Rachel B. Gross, a religious studies scholar who focuses on 20th and 21st century American Jews, is the featured speaker at the fifth annual Rabbi Hillel Cohn Endowed Lecture on the Contemporary Jewish Experience, to be presented virtually by Cal State San Bernardino’s College of Social and Behavioral Sciences on May 9.

“Feeling Jewish: Nostalgia and American Jewish Religion” is the topic of the talk by Gross, who is an assistant professor and the John and Marcia Goldman Chair in American Jewish Studies in the Department of Jewish Studies at San Francisco State University.

The talk, which will be held at 6 p.m. via Zoom, is free, but space is limited. To RSVP, visit the The Rabbi Hillel Cohn Endowed Lecture on the Contemporary Jewish Experience.

Gross is the author of “Beyond the Synagogue: Jewish Nostalgia as Religious Practice,” which is a 2021 National Jewish Book Award finalist in American Jewish Studies and received an Honorable Mention for the 2021 Saul Viener Book Prize, given by the American Jewish Historical Society. She is currently working on a religious biography of the 20th century immigration writer, Mary Antin.

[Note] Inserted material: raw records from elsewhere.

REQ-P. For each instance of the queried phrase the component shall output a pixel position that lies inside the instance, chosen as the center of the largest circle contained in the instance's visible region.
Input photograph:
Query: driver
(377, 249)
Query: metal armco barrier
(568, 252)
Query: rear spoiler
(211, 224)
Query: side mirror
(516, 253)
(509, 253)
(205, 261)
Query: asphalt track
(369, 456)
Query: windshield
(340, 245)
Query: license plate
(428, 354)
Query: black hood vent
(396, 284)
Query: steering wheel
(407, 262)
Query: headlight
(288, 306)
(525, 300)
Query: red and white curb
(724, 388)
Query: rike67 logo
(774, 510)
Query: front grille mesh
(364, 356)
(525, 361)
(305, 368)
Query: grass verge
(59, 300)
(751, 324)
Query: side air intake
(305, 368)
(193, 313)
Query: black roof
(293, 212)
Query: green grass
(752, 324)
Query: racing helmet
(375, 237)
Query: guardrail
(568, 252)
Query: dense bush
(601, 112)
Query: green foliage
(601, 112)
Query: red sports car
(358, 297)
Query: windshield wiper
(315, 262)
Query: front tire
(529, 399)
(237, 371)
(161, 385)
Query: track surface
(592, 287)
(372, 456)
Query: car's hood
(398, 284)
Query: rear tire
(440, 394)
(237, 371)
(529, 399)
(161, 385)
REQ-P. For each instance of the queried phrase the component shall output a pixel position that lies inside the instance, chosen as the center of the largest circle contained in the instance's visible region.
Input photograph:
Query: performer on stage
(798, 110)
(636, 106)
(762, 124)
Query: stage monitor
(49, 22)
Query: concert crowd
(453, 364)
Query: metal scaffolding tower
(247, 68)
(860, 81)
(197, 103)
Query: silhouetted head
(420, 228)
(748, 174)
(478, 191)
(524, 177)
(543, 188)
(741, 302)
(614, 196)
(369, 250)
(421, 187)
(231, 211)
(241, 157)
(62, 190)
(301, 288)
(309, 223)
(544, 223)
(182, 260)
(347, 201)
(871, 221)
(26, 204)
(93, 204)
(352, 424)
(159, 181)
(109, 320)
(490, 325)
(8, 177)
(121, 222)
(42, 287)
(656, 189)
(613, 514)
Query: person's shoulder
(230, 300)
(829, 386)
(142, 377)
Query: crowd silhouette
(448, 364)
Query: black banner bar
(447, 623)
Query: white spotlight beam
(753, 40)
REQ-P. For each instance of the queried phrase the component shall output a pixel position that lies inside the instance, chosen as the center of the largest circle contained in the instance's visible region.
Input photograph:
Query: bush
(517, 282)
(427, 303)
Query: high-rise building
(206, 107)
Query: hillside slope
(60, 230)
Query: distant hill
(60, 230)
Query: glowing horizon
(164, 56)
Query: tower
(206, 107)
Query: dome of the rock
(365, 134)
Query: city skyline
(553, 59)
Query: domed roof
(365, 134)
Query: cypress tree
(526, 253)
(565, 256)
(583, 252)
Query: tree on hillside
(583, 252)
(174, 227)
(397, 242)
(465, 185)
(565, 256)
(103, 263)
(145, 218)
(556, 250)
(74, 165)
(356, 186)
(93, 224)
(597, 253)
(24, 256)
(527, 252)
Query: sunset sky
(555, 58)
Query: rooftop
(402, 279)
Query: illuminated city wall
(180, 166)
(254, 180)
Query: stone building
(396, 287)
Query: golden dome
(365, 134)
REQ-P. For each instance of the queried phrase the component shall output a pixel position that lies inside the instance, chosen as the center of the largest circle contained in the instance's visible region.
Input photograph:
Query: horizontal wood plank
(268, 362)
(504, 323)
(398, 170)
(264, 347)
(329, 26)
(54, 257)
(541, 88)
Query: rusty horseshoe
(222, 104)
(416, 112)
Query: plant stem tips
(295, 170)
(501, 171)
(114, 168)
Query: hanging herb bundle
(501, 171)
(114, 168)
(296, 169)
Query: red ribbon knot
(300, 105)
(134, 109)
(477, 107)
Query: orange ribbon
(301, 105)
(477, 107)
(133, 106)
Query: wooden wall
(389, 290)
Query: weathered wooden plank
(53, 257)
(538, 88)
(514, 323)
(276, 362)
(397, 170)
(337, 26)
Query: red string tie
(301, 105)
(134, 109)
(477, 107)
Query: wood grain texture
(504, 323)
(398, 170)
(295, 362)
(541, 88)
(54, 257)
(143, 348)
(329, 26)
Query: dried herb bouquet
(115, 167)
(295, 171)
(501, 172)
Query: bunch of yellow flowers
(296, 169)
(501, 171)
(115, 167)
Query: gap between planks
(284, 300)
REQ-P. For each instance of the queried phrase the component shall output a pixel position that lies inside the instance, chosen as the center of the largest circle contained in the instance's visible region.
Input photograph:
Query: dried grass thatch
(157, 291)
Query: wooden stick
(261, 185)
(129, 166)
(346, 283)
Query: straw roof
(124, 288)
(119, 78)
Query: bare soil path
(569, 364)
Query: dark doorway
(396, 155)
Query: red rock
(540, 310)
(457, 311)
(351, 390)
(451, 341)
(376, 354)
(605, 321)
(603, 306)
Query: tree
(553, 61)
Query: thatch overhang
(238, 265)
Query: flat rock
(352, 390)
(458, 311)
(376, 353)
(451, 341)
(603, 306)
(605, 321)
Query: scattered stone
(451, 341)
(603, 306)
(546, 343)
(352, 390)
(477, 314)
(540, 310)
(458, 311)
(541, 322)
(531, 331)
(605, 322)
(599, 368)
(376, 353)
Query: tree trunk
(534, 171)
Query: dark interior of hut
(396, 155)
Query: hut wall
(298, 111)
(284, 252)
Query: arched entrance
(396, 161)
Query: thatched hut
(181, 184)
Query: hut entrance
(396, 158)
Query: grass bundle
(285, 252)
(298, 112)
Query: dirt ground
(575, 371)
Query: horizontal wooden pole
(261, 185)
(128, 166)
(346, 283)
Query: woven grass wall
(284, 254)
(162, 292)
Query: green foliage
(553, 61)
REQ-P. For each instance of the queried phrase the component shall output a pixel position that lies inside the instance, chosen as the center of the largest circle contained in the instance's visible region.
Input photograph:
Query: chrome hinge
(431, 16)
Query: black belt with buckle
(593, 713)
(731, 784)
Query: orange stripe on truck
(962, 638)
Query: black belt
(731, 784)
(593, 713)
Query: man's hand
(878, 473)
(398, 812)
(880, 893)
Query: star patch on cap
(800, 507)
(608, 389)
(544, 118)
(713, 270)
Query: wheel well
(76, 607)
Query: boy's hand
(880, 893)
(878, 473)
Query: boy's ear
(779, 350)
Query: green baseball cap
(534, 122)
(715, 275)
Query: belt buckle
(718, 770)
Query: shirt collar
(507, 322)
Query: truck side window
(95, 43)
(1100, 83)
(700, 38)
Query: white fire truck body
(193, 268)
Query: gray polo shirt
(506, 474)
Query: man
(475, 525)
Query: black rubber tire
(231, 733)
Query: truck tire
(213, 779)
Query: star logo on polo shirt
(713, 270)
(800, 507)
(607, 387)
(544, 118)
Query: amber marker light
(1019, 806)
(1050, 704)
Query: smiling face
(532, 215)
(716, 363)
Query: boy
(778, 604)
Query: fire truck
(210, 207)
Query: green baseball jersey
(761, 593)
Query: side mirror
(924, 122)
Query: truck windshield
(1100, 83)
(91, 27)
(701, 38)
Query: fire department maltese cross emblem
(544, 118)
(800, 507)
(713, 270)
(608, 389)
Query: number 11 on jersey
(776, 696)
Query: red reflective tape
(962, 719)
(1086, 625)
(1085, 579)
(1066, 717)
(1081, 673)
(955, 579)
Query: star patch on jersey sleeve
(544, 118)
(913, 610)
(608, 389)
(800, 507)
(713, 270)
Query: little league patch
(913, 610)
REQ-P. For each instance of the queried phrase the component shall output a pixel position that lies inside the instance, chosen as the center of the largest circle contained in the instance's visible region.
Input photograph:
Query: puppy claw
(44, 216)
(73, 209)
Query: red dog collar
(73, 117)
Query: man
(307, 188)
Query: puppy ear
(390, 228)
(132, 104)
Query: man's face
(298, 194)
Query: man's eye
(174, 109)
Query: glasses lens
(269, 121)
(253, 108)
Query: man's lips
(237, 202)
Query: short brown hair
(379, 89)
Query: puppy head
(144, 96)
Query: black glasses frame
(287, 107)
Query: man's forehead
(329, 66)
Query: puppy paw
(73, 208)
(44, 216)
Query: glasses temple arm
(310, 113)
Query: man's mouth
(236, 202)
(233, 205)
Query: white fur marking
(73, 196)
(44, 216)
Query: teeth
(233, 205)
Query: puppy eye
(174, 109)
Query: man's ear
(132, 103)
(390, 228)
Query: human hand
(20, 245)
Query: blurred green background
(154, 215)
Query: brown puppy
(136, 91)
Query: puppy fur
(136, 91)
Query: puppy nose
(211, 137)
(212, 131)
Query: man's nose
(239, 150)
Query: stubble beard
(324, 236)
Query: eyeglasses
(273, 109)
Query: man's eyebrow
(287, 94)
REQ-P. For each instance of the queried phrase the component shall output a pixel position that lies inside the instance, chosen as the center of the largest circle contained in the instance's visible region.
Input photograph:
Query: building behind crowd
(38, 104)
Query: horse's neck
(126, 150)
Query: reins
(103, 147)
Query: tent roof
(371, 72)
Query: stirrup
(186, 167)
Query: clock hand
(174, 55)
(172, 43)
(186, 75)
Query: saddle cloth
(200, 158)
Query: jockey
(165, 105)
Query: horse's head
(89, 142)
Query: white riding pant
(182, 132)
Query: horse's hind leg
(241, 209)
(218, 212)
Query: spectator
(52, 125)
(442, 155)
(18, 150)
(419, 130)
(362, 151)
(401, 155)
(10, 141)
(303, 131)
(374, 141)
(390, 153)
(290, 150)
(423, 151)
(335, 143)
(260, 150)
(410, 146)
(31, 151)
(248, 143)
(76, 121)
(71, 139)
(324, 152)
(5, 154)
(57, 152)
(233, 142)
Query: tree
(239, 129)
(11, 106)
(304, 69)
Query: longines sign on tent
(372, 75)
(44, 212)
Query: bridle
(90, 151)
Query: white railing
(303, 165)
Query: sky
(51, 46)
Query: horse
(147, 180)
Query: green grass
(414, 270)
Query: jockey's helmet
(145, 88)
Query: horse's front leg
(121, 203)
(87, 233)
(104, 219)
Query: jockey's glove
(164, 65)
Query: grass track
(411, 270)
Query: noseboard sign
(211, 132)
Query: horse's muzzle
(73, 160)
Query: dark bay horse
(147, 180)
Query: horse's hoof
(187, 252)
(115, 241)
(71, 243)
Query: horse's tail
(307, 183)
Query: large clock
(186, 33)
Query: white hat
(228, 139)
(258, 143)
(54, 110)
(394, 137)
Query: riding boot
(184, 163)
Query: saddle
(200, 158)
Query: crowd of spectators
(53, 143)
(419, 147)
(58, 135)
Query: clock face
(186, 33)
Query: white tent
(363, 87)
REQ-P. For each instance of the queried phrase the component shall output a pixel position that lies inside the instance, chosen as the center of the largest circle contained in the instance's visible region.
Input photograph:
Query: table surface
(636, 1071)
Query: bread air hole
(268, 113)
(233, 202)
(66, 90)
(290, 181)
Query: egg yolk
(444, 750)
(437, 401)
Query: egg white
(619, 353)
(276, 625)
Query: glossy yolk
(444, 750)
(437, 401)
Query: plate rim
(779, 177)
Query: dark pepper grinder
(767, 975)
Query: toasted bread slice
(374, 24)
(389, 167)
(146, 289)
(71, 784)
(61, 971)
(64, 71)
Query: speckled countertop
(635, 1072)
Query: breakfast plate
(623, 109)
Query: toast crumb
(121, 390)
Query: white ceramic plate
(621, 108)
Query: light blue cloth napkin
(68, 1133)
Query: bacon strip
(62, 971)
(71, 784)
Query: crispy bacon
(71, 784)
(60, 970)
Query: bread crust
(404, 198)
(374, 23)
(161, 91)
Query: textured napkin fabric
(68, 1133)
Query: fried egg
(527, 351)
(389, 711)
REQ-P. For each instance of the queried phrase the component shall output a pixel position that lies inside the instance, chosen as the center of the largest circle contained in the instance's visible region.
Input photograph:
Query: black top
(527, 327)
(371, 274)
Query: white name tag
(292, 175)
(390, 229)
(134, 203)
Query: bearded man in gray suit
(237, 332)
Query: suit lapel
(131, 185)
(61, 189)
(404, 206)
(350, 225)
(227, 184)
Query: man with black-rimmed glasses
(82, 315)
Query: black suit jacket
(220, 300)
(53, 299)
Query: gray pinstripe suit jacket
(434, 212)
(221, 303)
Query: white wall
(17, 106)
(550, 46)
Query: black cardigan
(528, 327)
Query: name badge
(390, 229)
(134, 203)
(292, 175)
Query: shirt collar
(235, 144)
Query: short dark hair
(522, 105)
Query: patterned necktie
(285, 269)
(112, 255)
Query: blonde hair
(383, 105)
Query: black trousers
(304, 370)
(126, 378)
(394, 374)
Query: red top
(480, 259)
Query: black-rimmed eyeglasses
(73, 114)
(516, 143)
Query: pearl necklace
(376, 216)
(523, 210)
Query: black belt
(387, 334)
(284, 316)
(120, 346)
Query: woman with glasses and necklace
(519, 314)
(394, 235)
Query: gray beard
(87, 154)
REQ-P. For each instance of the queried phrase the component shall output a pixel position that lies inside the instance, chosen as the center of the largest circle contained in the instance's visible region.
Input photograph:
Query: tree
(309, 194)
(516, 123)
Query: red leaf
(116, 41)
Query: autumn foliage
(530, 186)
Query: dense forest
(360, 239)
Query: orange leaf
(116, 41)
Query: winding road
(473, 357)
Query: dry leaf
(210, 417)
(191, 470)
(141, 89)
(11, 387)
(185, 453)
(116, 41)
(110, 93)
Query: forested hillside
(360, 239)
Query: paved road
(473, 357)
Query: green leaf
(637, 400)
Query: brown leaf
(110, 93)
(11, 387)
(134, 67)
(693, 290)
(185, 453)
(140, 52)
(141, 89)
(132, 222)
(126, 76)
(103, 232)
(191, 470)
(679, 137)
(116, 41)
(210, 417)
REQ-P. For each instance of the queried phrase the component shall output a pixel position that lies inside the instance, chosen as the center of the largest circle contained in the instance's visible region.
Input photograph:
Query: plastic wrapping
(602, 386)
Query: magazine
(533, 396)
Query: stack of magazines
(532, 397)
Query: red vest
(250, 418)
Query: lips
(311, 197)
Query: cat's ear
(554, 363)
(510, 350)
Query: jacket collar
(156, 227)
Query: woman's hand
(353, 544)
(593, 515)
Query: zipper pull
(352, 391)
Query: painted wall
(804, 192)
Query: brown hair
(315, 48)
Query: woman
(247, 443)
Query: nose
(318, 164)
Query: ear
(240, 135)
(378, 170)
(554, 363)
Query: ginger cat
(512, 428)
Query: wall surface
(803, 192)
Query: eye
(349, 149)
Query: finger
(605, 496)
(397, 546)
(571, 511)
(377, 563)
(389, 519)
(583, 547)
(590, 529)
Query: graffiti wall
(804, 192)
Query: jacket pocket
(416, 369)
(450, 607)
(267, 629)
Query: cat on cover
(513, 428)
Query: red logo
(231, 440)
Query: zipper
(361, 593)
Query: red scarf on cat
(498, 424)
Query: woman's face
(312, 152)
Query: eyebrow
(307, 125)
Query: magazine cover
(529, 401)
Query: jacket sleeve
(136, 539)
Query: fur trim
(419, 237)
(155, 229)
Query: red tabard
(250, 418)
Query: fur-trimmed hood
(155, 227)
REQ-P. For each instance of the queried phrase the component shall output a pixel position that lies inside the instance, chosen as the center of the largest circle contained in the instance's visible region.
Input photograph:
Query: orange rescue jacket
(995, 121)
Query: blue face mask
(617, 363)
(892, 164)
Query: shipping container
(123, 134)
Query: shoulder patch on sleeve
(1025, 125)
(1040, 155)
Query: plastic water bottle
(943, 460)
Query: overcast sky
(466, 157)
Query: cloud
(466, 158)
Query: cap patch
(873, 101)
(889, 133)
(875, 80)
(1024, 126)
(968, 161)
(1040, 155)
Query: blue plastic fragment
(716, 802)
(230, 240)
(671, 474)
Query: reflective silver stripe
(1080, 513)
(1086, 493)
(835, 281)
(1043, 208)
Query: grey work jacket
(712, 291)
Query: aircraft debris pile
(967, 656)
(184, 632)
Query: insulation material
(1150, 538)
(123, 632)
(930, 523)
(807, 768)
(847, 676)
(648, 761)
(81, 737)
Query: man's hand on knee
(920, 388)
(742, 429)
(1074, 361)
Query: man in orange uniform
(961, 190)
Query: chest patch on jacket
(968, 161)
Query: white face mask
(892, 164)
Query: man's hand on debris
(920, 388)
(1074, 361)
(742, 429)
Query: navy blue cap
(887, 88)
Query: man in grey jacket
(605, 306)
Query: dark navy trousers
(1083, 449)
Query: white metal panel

The Rabbi Hillel Cohn Endowed Lecture on the Contemporary Jewish Experience was established at Cal State San Bernardino in 2017 in recognition of Cohn’s many achievements as a religious and community leader. It was the first time in the history of the entire California State University system that a rabbi has been so honored.

Cohn has been active in many community organizations in the San Bernardino area, including the Institutional Review Board at Arrowhead Regional Medical Center and the Diocesan Health Care Committee of the Roman Catholic Diocese of San Bernardino. He was the founding chairperson of the City of San Bernardino Human Relations Commission, and currently serves as a member of that commission.

Cohn also has produced and hosted “The Many Faces of San Bernardino: Dialogues on Diversity,” a regular half-hour program on KCSB (Channel 3). He was one of the founders of Inland Congregations United for Change and currently serves as a board member of The Community Foundation of Riverside and San Bernardino, Planned Parenthood of Orange and San Bernardino Counties, The Unforgettables Foundation and The Brightest Star.

In 2014, Cohn was one of six inductees selected for the CSUSB College of Social and Behavioral Sciences Hall of Fame.

A native of Germany, Cohn was brought to the United States as an infant by his parents who were refugees from Nazism. Cohn grew up in the Pacific Northwest and Southern California and received a B.A. in political science from UCLA in 1959. He received rabbinical training at Hebrew Union College in Los Angeles and Cincinnati, where he was ordained as a rabbi in 1963 and received a master’s degree. He earned a doctor of ministry degree from the Claremont School of Theology in 1984, specializing in ethics and communication. In 1988 he was awarded an honorary doctor of divinity degree by the Hebrew Union College.